II. The Need for Private Ministry

a. Jesus gets away

– Mark tells us that as things were becoming crazy with his public ministry Jesus “went up on the mountain….” He got away! Because of the demands of his public ministry Jesus recognized the need for private ministry.

– Luke tells us that Jesus went up to pray (Lk 6:12)
– He had to replenish himself
– If Jesus had to do this, then how much more do we need to do this?
– We are the opposite of Jesus (usually). We are prideful, we don’t recognize our physical limitations and our spiritual dependence upon God, and so we don’t get away.

b. Jesus shared his ministry

– Not only did Jesus “get away” but he also shared his ministry. Mark tells us that Jesus “called him… READ PASSAGE vv. 13b-19”

– What we see here is not Jesus becoming overwhelmed and trying to find qualified help. Jesus is strategically and sovereignly calling 12 men to be his special representatives.

– It is strategic:

– He could teach them (v. 14)
– They could help spread his message (vv. 14-15)
– They would be eye witnesses after Jesus left.

– It was sovereign:

– He chose them. He was the initiator. He was establishing a new 12.
– They would have been just like the crowds if he hadn’t intervened in their life (us too!)

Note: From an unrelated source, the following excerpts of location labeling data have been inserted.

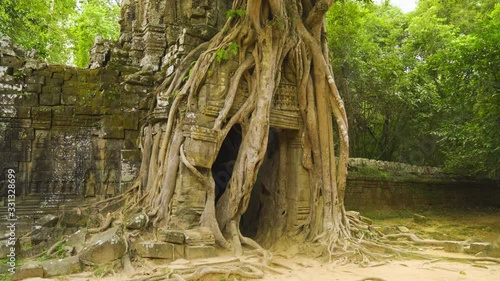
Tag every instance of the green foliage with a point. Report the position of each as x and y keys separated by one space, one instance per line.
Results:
x=224 y=54
x=96 y=18
x=422 y=87
x=235 y=13
x=59 y=30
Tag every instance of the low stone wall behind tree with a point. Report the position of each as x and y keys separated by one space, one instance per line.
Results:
x=72 y=133
x=383 y=187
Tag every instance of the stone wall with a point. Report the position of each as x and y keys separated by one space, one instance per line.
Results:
x=69 y=132
x=378 y=186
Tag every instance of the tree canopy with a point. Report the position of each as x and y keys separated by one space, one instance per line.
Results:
x=61 y=31
x=421 y=87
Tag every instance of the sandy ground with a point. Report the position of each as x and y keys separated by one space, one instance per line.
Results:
x=304 y=269
x=478 y=225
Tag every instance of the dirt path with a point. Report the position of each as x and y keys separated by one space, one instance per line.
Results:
x=304 y=269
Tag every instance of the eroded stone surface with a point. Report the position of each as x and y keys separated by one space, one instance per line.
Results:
x=103 y=247
x=159 y=250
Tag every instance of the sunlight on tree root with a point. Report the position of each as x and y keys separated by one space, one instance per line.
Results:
x=271 y=35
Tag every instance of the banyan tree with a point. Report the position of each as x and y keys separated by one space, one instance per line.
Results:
x=247 y=135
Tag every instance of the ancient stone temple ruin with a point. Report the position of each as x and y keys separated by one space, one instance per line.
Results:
x=73 y=134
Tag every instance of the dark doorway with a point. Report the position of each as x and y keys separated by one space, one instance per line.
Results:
x=267 y=177
x=222 y=169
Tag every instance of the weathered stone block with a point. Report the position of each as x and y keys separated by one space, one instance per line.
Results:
x=130 y=122
x=172 y=236
x=30 y=270
x=136 y=221
x=104 y=247
x=64 y=266
x=48 y=220
x=478 y=247
x=159 y=250
x=50 y=98
x=112 y=133
x=37 y=88
x=48 y=234
x=453 y=247
x=199 y=236
x=11 y=61
x=77 y=240
x=72 y=218
x=198 y=252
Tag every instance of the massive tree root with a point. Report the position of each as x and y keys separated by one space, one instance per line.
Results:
x=270 y=36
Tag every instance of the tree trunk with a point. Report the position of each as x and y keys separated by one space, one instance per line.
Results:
x=263 y=41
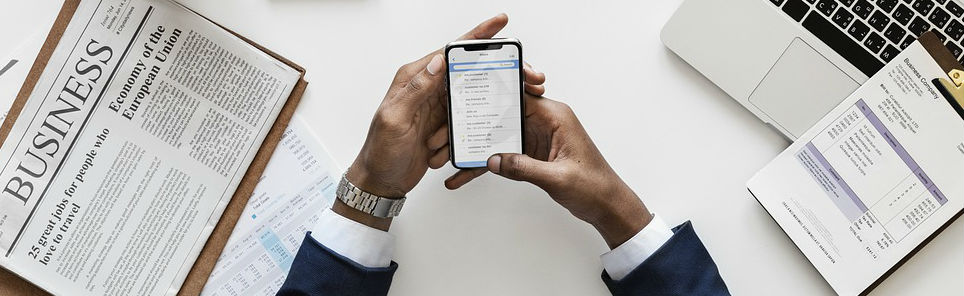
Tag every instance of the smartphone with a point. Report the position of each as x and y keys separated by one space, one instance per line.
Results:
x=485 y=100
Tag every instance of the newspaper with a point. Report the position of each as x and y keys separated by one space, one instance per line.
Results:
x=130 y=146
x=298 y=184
x=15 y=67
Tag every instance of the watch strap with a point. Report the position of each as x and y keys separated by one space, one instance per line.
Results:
x=366 y=202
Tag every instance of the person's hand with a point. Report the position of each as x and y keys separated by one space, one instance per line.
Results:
x=409 y=127
x=561 y=159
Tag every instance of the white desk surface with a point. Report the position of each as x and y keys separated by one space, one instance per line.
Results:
x=679 y=141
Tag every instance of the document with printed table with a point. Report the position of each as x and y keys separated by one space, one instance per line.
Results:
x=883 y=173
x=297 y=186
x=132 y=148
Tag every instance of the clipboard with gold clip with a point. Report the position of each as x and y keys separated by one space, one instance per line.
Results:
x=952 y=86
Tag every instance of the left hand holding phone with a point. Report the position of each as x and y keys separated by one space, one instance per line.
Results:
x=403 y=138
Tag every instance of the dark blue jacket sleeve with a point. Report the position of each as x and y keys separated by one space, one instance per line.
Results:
x=680 y=267
x=316 y=270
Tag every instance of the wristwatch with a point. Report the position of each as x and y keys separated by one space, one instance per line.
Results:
x=354 y=197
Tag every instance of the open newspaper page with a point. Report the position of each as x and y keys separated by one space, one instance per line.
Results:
x=131 y=144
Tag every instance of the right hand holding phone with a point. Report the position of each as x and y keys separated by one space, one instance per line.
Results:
x=562 y=159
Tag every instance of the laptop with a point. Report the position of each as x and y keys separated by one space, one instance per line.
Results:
x=791 y=61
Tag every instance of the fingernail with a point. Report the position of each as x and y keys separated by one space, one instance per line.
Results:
x=495 y=163
x=434 y=66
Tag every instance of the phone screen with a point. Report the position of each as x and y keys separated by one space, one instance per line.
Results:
x=485 y=101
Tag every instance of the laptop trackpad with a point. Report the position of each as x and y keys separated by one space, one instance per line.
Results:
x=801 y=88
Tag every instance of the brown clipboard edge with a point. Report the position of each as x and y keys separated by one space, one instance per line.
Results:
x=946 y=61
x=12 y=284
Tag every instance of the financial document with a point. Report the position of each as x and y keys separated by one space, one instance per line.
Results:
x=299 y=183
x=876 y=177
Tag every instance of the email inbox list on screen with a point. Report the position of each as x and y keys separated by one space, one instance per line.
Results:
x=485 y=101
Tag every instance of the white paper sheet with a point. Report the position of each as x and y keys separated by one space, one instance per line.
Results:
x=299 y=183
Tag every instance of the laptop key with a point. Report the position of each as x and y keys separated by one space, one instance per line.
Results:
x=955 y=50
x=889 y=53
x=907 y=41
x=939 y=17
x=863 y=9
x=842 y=18
x=842 y=44
x=895 y=33
x=859 y=30
x=826 y=6
x=903 y=14
x=879 y=21
x=955 y=9
x=923 y=6
x=954 y=30
x=874 y=42
x=918 y=26
x=940 y=36
x=887 y=5
x=796 y=9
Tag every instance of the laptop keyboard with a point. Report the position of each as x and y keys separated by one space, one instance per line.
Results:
x=869 y=33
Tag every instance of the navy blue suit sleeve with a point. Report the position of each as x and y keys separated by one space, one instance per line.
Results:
x=316 y=270
x=682 y=266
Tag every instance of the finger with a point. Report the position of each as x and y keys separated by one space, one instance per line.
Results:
x=487 y=29
x=521 y=167
x=535 y=90
x=439 y=138
x=439 y=159
x=463 y=177
x=532 y=76
x=423 y=85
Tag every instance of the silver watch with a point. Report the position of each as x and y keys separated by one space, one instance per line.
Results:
x=374 y=205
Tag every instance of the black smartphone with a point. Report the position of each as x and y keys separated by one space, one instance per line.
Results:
x=486 y=106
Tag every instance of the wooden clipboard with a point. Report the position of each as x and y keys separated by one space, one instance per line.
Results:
x=11 y=284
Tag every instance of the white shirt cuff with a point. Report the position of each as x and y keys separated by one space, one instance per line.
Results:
x=624 y=259
x=367 y=246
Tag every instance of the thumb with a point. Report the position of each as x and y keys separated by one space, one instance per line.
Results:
x=425 y=83
x=521 y=167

– These guys were not qualified for the work they had to do. It was Jesus’ work in their life that made them qualified. Just look at these guys:

Simon Peter: He was the leader of the 12, but usually he had his foot in his mouth. Jesus made him into a Rock. Roman church would have been close to Peter.
James & John: The sons of thunder with a temper (Luke 9:54-56) became the sons of thunder for the gospel. John wrote an epistle. James martyred (Acts 12:2).
Andrew: Peter’s brother.
Philip: Always honest even when he didn’t understand (John 14:8-9). Eventually used to spread the gospel to Ethiopia (Acts 8:26ff).
Bartholomew: also known as Nathanael (John 1:45-49)
Matthew: Also known as Levi (cf. 2:15-18)
Thomas: An eternal pessimist (i.e. John 11:16). “Doubted” but eventually declared “My Lord and my God.” (John 20:24-28) Tradition of taking the gospel to India.
James son Alphaeus: No relation to Matthew; also known as James the Less (15:40).
Thaddaeus: Also “Judas not Iscariot” of John 14:22.
Simon the Cananean: He was a zealot (Luke 6:15; Acts 1:13). Isn’t it amazing that a zealot could serve together with Levi a tax collector?
Judas Iscariot: Even in this we see Jesus’ sovereign grace. He chose Judas knowing the outcome.

Conclusion:

– In this passage we have scene a small example that reveals a big principle. Jesus, as God, is sovereignly in control. He is the kind of leader that we need to be following.

– If we do follow Jesus it will be because of the grace he has shown us, and he will change our lives (just he like he did with the disciples).